The book version of Fried Green Tomatoes at the Whistle Stop Cafe does not leave any room for doubt about Ninny’s identity. It clearly states that Ninny is Cleo’s widow and Albert’s mother, and that she is not Idgie.

The book also shows scenes of Ninny visiting Whistle Stop and interacting with Idgie and Ruth. It also reveals that Idgie is still alive at the end of the book, living in Valdosta, Georgia with her friend Mrs. Otis.

The book also explains some of the discrepancies that the film creates. For example:

  • Ninny says that she had a crush on Buddy because she was jealous of Idgie’s closeness to him. She also says that she had a baby boy in 1925 because she wanted to name him after Buddy, who died in 1924.
  • Ninny has a photo of Ruth on her nightstand because Ruth was her best friend and she misses her. She also has a photo of Idgie, but she keeps it in her purse because she does not want anyone to see it and ask questions.
  • Ninny leaves a jar of honey and a note signed by Idgie on Ruth’s grave because Idgie asked her to do so. Idgie sends Ninny jars of honey every year on Ruth’s birthday, and Ninny puts them on Ruth’s grave as a tribute.
  • Evelyn takes Ninny out of the nursing home and drives her to the cemetery, where they see Idgie waiting for them. Idgie and Ninny hug and cry, and Idgie introduces herself to Evelyn. They then go to a nearby cafe and have fried green tomatoes.

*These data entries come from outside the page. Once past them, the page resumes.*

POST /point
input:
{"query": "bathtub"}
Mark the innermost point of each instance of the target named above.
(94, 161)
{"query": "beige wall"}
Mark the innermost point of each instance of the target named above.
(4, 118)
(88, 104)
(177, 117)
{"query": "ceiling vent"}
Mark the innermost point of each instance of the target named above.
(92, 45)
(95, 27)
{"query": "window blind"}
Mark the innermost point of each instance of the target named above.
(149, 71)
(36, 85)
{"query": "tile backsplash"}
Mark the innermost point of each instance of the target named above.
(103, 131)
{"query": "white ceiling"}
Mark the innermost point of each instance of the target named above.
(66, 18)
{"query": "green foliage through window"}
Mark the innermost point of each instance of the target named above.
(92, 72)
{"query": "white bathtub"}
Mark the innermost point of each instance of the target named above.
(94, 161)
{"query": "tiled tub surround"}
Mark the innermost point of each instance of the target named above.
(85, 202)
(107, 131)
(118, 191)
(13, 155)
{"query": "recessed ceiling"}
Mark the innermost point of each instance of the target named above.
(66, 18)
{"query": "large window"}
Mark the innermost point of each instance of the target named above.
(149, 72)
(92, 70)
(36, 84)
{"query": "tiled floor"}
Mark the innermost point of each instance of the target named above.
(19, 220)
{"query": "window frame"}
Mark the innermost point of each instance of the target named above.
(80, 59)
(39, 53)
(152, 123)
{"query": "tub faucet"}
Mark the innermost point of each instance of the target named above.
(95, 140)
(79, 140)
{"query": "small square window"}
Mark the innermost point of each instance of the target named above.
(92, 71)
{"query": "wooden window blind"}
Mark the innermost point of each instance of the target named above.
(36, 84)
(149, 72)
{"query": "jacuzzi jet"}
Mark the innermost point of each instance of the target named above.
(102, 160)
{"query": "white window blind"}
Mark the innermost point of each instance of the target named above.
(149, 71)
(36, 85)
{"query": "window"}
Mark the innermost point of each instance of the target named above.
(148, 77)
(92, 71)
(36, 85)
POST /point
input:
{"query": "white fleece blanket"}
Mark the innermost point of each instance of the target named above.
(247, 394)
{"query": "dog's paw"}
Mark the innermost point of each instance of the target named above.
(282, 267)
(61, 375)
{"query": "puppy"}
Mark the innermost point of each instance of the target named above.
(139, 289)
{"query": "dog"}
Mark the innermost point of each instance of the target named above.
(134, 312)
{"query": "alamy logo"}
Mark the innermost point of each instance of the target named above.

The question of how Ninny Threadgoode is related to Idgie is one that has puzzled many fans of Fried Green Tomatoes. The film adaptation of the novel creates ambiguity about Ninny’s identity, while the book clarifies that they are two separate characters. Ninny is Idgie’s sister-in-law and friend, who tells Evelyn stories about their past in Whistle Stop. Idgie is the protagonist of those stories, who runs a cafe with Ruth and lives a colorful life. Whether one prefers the film’s mystery or the book’s clarity, both versions of Fried Green Tomatoes offer a captivating tale of friendship, love, and courage.